Estou falando do temido “Velho do Saco”. Uma lenda folclórica, que presenciei. Vocês também gostariam de ouvir? Então, sentem-se e verifiquem se as janelas do seu quarto estão fechadas. Nunca se sabe quando ele estará arrastando seu saco negro, caçando aquelas crianças malcriadas.
Mesmo que elas já estejam adultas, ele irá te procurar...

Tudo começou quando meus pais resolveram ir visitar meu avô, que estava muito debilitado e foi morar na casa do filho mais velho, meu tio Élio. Ele era irmão do meu pai e vivia numa chácara bem afastada da cidade, onde só se conseguia chegar lá de carro e o vizinho mais próximo se encontrava alguns quilômetros adiante.

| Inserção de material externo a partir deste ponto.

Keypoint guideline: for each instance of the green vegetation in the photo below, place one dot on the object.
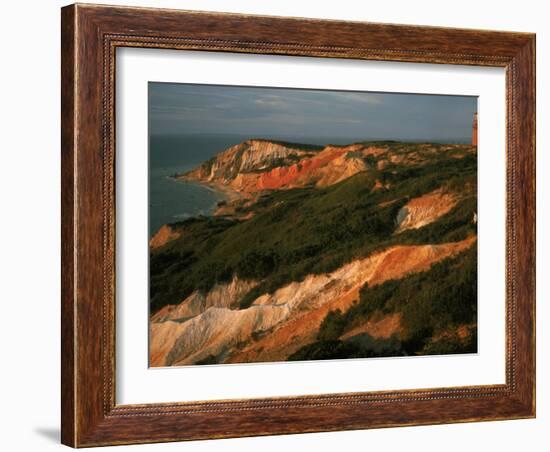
(432, 304)
(293, 233)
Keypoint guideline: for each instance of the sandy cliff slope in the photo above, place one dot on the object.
(278, 324)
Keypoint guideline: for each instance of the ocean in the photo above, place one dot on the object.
(171, 200)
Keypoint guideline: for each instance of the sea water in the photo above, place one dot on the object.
(171, 200)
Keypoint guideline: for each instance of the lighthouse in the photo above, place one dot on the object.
(474, 130)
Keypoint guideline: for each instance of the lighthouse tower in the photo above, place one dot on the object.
(474, 130)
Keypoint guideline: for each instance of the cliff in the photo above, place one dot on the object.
(291, 268)
(277, 325)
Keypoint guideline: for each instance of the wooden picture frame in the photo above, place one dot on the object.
(90, 36)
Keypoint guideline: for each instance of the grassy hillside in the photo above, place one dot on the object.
(293, 233)
(432, 304)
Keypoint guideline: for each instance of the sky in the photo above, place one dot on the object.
(257, 112)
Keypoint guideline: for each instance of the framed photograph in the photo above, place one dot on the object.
(281, 225)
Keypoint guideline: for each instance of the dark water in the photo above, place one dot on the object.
(171, 200)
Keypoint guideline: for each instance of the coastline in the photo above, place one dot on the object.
(227, 193)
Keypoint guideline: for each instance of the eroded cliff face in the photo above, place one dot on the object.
(165, 234)
(257, 165)
(225, 295)
(278, 324)
(425, 209)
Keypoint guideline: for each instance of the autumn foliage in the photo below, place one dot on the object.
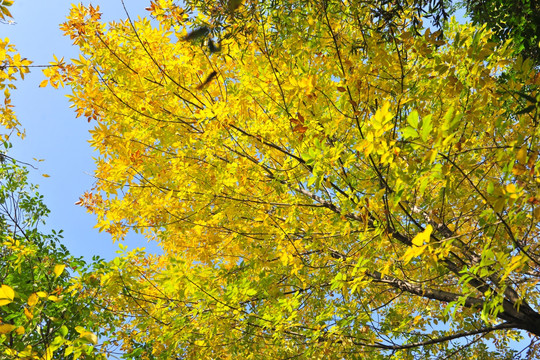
(324, 181)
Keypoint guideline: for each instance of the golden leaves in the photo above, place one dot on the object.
(6, 295)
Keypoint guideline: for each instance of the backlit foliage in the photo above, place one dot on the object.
(324, 183)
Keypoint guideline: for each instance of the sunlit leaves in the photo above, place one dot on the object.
(6, 295)
(322, 183)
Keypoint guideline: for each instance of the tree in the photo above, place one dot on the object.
(45, 313)
(42, 311)
(518, 20)
(323, 182)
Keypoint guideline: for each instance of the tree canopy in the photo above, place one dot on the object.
(44, 313)
(324, 182)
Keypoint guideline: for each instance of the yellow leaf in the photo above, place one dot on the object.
(423, 237)
(6, 328)
(89, 337)
(28, 314)
(33, 299)
(6, 295)
(59, 269)
(522, 155)
(413, 251)
(511, 188)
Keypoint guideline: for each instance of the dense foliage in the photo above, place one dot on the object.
(324, 182)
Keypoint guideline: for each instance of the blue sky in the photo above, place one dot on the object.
(53, 132)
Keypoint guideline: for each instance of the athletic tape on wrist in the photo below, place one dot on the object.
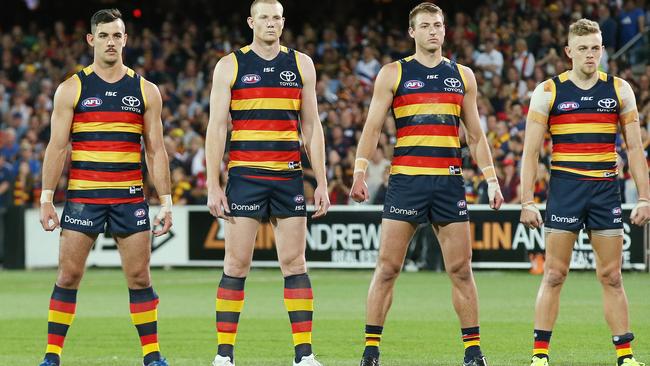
(47, 195)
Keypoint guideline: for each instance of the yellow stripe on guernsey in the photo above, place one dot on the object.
(53, 348)
(151, 347)
(226, 338)
(106, 127)
(302, 338)
(106, 156)
(424, 140)
(76, 99)
(258, 135)
(299, 304)
(145, 317)
(589, 157)
(587, 173)
(79, 184)
(563, 129)
(411, 170)
(265, 103)
(438, 108)
(60, 317)
(229, 305)
(270, 165)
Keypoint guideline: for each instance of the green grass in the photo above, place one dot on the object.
(422, 328)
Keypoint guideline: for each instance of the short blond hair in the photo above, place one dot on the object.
(255, 2)
(424, 8)
(583, 27)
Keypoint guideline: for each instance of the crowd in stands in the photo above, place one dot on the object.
(511, 48)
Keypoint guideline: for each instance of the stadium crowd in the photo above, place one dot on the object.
(511, 48)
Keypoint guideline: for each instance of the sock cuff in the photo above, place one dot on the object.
(622, 339)
(232, 283)
(471, 330)
(297, 281)
(64, 294)
(542, 335)
(374, 329)
(142, 295)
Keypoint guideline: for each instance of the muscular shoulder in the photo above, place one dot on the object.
(541, 102)
(67, 92)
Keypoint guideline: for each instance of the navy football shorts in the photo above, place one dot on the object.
(575, 204)
(123, 218)
(433, 199)
(264, 196)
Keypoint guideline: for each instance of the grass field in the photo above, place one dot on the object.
(422, 328)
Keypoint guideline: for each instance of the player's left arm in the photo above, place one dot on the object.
(312, 132)
(156, 156)
(476, 139)
(629, 120)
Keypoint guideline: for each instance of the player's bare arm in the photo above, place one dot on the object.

— Mateus, quantas vezes eu vou ter que pedir para arrumar sua mochila?
Minha mãe, com os braços cruzados e o cenho enrugado, me encarava com uma carranca, já impaciente comigo. Eu não estava feliz com a ideia de ir pra lá, onde não tinha nada para se fazer e nem telefone!

— Mãe, eu tenho mesmo que ir? Eu não posso ficar na casa da tia Dida ou no Gustavo? Por que eu tenho que ir?

— Porque não! Porque seu avô tá doente e tu vai com a gente, sim! Pronto!

— Mas, mãe...

— “Nem mais, nem meio mas”! – Cortou, dando as costas.

— Mãe! Eu odeio ter que ir para aquele fim de mundo! No meio do mato! Meus melhores amigos estão aqui! Isto é tão injusto! — Vociferei em vão.

Contrariado, larguei meu gibi¹ e levantei, soltando o ar. Não me sentia disposto a viajar por horas e enfrentar um pedaço da viagem numa estrada de chão batido, comendo areia.
Abri as portas do roupeiro, olhando com uma careta, sem saber exatamente o que iria colocar na mochila. Parecia que nada ali combinava com mato, mosquito e sapo!

— Que saco! – Murmurei. — É injusto!

Peguei algumas camisetas, bermudas, calções, algumas peças íntimas e um casaco. Fui jogando tudo na cama e com as mãos na cintura, fiquei correndo os olhos, se havia mais alguma coisa que eu pudesse levar para ocupar meu tempo. Virei o pescoço para a estante e agarrei um punhado de revistas de palavra cruzada e gibis, além de um bloco de rascunho e canetas.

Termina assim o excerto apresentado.